Published: Headline Review 2006
Since Bram Stoker's Dracula, Whitby has become indelibly associated with gothic horror. It is a town quite well suited to the role, with the popularity of Whitby jet for Victorian funeral and mourning jewellery, and the atmospheric ruined abbey on the cliff top which dominates the time. At the same time, Whitby is a part of the British seaside holiday tradition - which has opposing resonances of the old fashioned and safe. All this makes it an ideal setting for Magrs' debut, a comic gothic fantasy.
Brenda has recently taken over a bed and breakfast in Whitby, which seems to her to be the ideal place for her to live a quiet life. This is something that has not often been possible for her, as her lack of a surname and scarred features suggest. (Anyone who has watched any classic horror films will guess who she is long before Magrs makes it explicit.) But strange forces are at work, and soon she and her neighbour have to deal with demonic beauty treatments, fake Christmas cheer at a Whitby hotel, spiritualist TV programmes and other bizarre incidents.
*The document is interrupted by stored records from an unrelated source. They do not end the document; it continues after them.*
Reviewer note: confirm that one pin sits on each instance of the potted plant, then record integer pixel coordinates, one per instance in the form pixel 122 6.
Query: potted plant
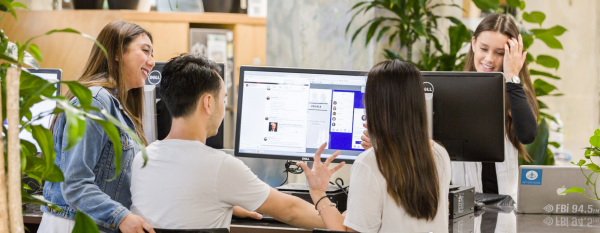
pixel 593 168
pixel 20 90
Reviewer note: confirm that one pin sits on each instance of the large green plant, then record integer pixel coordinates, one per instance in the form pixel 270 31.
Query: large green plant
pixel 539 150
pixel 412 21
pixel 32 90
pixel 593 168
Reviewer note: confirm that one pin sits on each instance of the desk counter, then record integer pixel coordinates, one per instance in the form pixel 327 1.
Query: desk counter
pixel 492 219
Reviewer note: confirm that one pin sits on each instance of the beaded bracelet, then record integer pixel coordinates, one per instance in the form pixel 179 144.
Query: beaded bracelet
pixel 319 201
pixel 330 204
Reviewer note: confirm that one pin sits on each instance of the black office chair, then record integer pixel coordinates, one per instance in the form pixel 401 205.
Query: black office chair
pixel 211 230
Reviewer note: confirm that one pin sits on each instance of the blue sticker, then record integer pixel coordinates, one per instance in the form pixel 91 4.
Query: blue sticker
pixel 531 176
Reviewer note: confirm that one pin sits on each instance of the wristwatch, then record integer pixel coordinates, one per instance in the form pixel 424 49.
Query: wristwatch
pixel 515 79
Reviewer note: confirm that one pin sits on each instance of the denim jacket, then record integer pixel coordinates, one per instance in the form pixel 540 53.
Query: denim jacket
pixel 89 166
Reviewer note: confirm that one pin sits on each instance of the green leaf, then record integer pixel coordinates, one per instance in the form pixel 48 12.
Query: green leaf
pixel 85 224
pixel 372 30
pixel 529 58
pixel 595 141
pixel 459 35
pixel 28 147
pixel 454 20
pixel 548 116
pixel 9 6
pixel 382 32
pixel 574 190
pixel 83 94
pixel 418 27
pixel 487 5
pixel 550 41
pixel 542 87
pixel 35 52
pixel 542 105
pixel 513 3
pixel 541 73
pixel 534 17
pixel 537 149
pixel 547 61
pixel 555 31
pixel 18 4
pixel 522 5
pixel 593 167
pixel 44 139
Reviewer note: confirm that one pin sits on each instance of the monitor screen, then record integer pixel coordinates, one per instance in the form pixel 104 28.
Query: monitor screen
pixel 468 114
pixel 44 106
pixel 288 113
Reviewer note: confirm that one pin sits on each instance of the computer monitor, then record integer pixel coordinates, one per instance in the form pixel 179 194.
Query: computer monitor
pixel 44 106
pixel 163 117
pixel 468 114
pixel 287 113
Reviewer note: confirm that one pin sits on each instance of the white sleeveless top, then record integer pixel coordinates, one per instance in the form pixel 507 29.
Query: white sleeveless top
pixel 507 172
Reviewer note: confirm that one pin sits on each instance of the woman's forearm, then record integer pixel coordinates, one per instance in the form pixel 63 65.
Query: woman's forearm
pixel 332 218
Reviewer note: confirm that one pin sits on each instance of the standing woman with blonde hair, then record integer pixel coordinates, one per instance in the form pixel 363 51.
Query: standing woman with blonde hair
pixel 116 83
pixel 497 46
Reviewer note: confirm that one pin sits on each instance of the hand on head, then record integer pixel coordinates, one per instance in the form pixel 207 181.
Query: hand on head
pixel 318 177
pixel 514 57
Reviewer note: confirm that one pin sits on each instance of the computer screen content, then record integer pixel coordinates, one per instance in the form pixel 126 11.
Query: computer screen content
pixel 289 113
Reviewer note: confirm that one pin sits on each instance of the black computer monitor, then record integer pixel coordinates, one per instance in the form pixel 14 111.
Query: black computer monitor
pixel 287 113
pixel 468 114
pixel 44 106
pixel 163 118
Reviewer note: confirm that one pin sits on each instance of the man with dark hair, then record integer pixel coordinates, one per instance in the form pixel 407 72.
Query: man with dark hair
pixel 188 185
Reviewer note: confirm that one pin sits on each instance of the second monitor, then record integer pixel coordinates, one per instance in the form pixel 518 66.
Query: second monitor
pixel 287 113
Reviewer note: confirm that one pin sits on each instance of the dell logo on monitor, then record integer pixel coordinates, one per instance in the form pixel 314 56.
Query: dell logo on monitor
pixel 428 87
pixel 154 77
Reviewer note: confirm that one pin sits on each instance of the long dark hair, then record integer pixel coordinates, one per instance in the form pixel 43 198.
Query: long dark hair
pixel 395 107
pixel 100 71
pixel 505 25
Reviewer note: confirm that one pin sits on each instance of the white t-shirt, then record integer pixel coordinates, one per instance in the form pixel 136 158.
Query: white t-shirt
pixel 372 209
pixel 188 185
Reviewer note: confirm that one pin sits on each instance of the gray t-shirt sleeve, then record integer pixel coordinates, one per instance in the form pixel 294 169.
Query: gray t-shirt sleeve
pixel 238 186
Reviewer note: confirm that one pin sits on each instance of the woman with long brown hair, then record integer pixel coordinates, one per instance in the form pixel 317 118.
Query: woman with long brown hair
pixel 401 184
pixel 88 167
pixel 497 46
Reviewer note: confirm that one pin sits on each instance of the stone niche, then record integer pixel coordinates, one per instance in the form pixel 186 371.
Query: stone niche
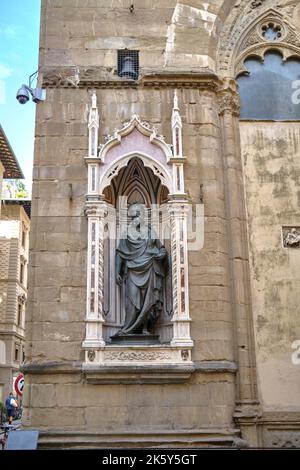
pixel 136 165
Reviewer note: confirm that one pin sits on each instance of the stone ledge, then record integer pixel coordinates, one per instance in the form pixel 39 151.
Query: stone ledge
pixel 131 373
pixel 206 437
pixel 137 374
pixel 64 367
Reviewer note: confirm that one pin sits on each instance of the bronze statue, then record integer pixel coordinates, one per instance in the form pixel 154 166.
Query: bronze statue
pixel 141 264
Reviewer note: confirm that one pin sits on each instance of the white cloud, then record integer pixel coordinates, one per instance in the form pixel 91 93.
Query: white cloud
pixel 5 71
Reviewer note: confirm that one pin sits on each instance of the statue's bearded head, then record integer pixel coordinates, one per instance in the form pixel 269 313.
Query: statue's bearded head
pixel 136 210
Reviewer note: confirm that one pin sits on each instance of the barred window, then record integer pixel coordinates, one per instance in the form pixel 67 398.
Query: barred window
pixel 128 64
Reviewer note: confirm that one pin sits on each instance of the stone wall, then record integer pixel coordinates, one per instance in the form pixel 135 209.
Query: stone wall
pixel 271 155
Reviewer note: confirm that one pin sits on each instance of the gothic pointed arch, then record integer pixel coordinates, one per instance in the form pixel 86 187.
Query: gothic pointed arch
pixel 255 27
pixel 135 164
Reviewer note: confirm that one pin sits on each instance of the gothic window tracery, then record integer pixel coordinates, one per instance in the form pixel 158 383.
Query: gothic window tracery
pixel 268 90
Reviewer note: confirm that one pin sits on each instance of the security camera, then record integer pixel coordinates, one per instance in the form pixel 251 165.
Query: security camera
pixel 37 94
pixel 23 95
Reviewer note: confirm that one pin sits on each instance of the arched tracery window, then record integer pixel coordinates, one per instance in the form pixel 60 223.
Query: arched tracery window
pixel 268 90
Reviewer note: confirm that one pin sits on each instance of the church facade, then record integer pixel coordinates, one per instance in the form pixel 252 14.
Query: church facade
pixel 189 336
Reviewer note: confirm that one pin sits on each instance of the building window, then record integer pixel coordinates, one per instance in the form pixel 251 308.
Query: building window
pixel 22 269
pixel 20 311
pixel 128 64
pixel 17 349
pixel 24 233
pixel 270 88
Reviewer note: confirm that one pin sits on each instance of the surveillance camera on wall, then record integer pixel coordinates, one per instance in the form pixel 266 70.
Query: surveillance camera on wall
pixel 22 95
pixel 37 94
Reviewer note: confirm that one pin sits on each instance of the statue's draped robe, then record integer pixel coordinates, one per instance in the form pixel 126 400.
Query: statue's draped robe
pixel 143 276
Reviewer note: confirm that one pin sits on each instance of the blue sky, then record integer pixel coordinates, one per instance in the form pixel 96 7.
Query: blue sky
pixel 19 42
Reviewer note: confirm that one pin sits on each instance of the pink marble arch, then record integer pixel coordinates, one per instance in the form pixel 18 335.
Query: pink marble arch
pixel 135 142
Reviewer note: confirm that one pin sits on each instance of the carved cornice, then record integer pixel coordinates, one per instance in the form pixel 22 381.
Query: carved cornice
pixel 98 77
pixel 64 367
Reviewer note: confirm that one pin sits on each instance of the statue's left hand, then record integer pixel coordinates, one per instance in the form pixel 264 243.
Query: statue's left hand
pixel 161 254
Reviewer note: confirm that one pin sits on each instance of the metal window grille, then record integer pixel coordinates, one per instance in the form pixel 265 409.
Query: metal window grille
pixel 128 64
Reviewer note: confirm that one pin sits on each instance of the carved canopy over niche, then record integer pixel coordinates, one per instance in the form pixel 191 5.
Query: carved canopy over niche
pixel 253 28
pixel 137 163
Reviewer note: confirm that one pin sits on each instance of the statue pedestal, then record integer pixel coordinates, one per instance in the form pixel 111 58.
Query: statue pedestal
pixel 135 339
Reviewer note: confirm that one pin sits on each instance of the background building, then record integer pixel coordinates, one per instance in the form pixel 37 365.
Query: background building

The general outlines of the plot are shared with many horror satires (the supernaturally unusual trying to live a normal life is, for example, the basic premise of Buffy the Vampire Slayer), but of course it's the inventiveness of the specific incidents that matters: and here they are very good indeed. The novel reminded me of other writers of comic fantasy who I like, notably Robert Rankin (particularly the Brentford Trilogy) and Tom Holt.
Generally, Never the Bride is very enjoyable, probably the funniest debut I have read since Jasper Fforde's The Eyre Affair.